Ingredients :
- Small onions - 1/4 cup
- Red tomatoes - 2
- Ginger garlic paste - 1/2 tsp
- Green chillies - 2 [ slit ]
- Mint leaves - 1/4 cup [ finely chopped ]
- Coriander leaves - 1/4 cup [ finely chopped ]
- Mix vegetables - 11/2 cup [ cut into cubes ]

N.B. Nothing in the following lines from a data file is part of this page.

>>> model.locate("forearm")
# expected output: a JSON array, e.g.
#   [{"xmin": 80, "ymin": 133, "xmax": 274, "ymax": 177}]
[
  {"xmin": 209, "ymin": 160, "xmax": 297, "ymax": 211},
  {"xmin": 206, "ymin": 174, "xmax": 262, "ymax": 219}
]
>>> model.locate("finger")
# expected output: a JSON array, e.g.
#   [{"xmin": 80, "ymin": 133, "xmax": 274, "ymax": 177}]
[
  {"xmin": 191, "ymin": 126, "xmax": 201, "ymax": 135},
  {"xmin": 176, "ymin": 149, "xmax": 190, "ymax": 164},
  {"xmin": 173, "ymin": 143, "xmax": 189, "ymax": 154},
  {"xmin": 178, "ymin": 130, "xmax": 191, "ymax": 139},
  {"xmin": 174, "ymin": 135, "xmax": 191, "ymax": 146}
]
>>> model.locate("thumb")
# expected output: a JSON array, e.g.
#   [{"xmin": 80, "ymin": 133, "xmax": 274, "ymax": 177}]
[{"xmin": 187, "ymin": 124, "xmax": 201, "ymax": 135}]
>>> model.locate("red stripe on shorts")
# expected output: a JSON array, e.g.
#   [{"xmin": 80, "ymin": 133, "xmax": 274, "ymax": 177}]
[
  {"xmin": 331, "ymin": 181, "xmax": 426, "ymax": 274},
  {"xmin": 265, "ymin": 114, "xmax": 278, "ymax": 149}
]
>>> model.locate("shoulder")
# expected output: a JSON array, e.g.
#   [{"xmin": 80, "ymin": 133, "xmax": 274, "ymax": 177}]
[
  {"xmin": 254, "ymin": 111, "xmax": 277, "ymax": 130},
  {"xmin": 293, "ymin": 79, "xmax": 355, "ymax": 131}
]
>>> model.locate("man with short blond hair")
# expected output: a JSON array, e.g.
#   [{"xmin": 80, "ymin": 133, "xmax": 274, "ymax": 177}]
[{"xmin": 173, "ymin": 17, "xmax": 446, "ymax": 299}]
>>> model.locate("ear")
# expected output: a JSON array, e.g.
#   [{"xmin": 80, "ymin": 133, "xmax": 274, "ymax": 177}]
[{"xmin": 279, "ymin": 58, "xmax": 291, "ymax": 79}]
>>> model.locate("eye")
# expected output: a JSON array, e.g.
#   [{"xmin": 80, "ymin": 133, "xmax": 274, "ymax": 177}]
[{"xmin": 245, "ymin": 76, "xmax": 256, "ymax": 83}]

- [ carrot, beans, capsicum, green peas and potato ]
- Bay leaf - 2 [ broken ]
- Salt - as required
- Turmeric powder - 1/2 tsp
- Red chilli powder - 11/2 tsp
- Coriander powder - 1/2 tsp
- Garam masala powder - 1 tsp
- Oil - 2 tblsp
- Fresh ghee - 3 tbl sp
- Basmathi rice - 2 cups
- Coconut milk - 2 cups
- Water - as required
For making garam masala powder :
- Cinnamon - 2 sticks
- Cloves - 3
- Cardamom - 2
- Star arise - 2
- Mase flower - 2
- Nut meg - 1/2 tsp grated
- Fennel seeds - 1 tsp
- Black pepper - 1/2 tsp
- [ fry all the ingredients in a dry pan till nice aroma comes. Then grind in a mixer to a smooth powder . ]
Method :
Heat oil and ghee in a pressure pan, add the bay leaf, green chilli, onion, ginger garlic paste and fry for few minutes. Then add chopped mint leaves and coriander leaves fry for 2 minutes in medium flame till the onion turns translucent. Then add chopped tomatoes and fry till it becomes soft. Now add cut vegetables along with salt, turmeric, red chilli powder and fresh garam masala powder [ which we grind in mixer ] and coriander powder. Fry for few minutes to get the masala mix well. Then add the soaked basmathi rice, coconut milk, and water. Check the salt at this stage. Close the pressure cooker and put the weight. Keep the gas at medium flame. Wait for 3 whistle to come, then remove from the gas. Once the pressure release, open the lid, and garnish with fresh coriander leaves. Pour melted ghee over the cooked biriyani . Do not stir let it cool. Then gently fluff with a fork and transfer to a serving bowl. Serve hot with onion raitha and papad.